# My expert ceiling repair.



## Kelly Painting (Apr 17, 2007)

DSCF0044.jpg

DSCF0045.jpg

DSCF0063.jpg

DSCF0066.jpg


----------



## vermontpainter (Dec 24, 2007)

KP

Very nice looking repair. 

What did you do for insulation?


----------



## Tonyg (Dec 9, 2007)

Impressive :thumbup:

I got to where I felt like I could patch and blend most spots but a ceiling and patch that size - I would be thrilled with that! A section in the light, window reflection, texture, and sheen, :thumbsup:


----------



## Kelly Painting (Apr 17, 2007)

DSCF0003-2.jpg


----------



## tsunamicontract (May 3, 2008)

dam Kelly, that does deserve bragging rights.

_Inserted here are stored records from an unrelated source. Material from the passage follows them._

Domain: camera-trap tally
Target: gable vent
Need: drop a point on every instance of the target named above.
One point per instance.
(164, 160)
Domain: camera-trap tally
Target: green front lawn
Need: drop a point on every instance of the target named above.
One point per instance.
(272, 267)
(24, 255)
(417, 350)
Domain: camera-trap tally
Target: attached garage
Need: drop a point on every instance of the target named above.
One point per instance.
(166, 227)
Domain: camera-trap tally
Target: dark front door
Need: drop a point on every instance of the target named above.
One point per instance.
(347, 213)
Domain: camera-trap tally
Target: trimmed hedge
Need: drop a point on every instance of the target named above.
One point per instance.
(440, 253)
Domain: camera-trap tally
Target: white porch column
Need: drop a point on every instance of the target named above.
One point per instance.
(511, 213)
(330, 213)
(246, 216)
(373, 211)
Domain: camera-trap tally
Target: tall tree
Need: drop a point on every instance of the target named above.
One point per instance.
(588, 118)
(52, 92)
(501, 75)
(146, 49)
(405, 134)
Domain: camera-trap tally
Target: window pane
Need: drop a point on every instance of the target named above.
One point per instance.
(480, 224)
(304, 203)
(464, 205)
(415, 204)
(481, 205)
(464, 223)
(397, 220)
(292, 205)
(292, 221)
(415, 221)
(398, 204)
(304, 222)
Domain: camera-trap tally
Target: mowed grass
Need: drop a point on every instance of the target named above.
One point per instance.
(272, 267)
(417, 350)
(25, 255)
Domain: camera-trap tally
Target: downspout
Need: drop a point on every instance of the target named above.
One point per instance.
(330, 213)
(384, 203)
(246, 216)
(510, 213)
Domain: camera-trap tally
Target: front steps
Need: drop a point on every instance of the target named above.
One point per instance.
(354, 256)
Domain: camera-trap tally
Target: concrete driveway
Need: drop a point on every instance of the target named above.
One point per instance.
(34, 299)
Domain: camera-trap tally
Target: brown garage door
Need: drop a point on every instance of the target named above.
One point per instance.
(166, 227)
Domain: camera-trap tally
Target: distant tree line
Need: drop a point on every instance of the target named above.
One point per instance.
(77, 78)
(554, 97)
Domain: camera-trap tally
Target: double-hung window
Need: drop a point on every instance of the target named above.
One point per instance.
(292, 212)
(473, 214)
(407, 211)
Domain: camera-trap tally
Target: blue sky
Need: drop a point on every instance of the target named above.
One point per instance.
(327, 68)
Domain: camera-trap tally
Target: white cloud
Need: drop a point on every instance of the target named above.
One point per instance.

What did you do to patch that? hand applied plaster?


----------



## Kelly Painting (Apr 17, 2007)

Nope, just hung blueboard...taped mudded...re textured and repainted.


----------



## tsunamicontract (May 3, 2008)

what is the texture? troweled on or sprayed on and troweled around?


----------



## Kelly Painting (Apr 17, 2007)

Just blue top mudd, from home depot. I used a 4" knife.. and just randomly
spread it. I blended the rest with the same texture just too make it more uniform.


It was blown insulation...must have been fun when it fell..in the middle of the night on their bed when they were sleeping. Air conditioner unit was leaking in the attic.


----------



## seversonspainting (Jul 6, 2008)

Now that's what I call awesome work. I have that popcorn ceiling crap, I will hire you to take it off my ceiling. LOL.

Nice work.


----------



## vermontpainter (Dec 24, 2007)

Kelly Painting said:


> Just blue top mudd, from home depot. I used a 4" knife.. and just randomly
> spread it. I blended the rest with the same texture just too make it more uniform.
> 
> 
> It was blown insulation...must have been fun when it fell..in the middle of the night on their bed when they were sleeping. Air conditioner unit was leaking in the attic.


 
Did you have to reinsulate?


----------



## Kelly Painting (Apr 17, 2007)

Wasn't part of the job, but when we opened up the ceiling further, we removed anything wet / damp or moldy.

After we hung the mold resistant drywall, we went up in the ceiling and
spread the bag of blown insulation we bought at home depot. I didn't even know they sold it by the bag...


----------



## MAK-Deco (Apr 17, 2007)

Nice job....


----------



## tsunamicontract (May 3, 2008)

Kelly Painting said:


> I blended the rest with the same texture just too make it more uniform.


ahh, thats how you got it so uniform. Good call on that one Kelly.


----------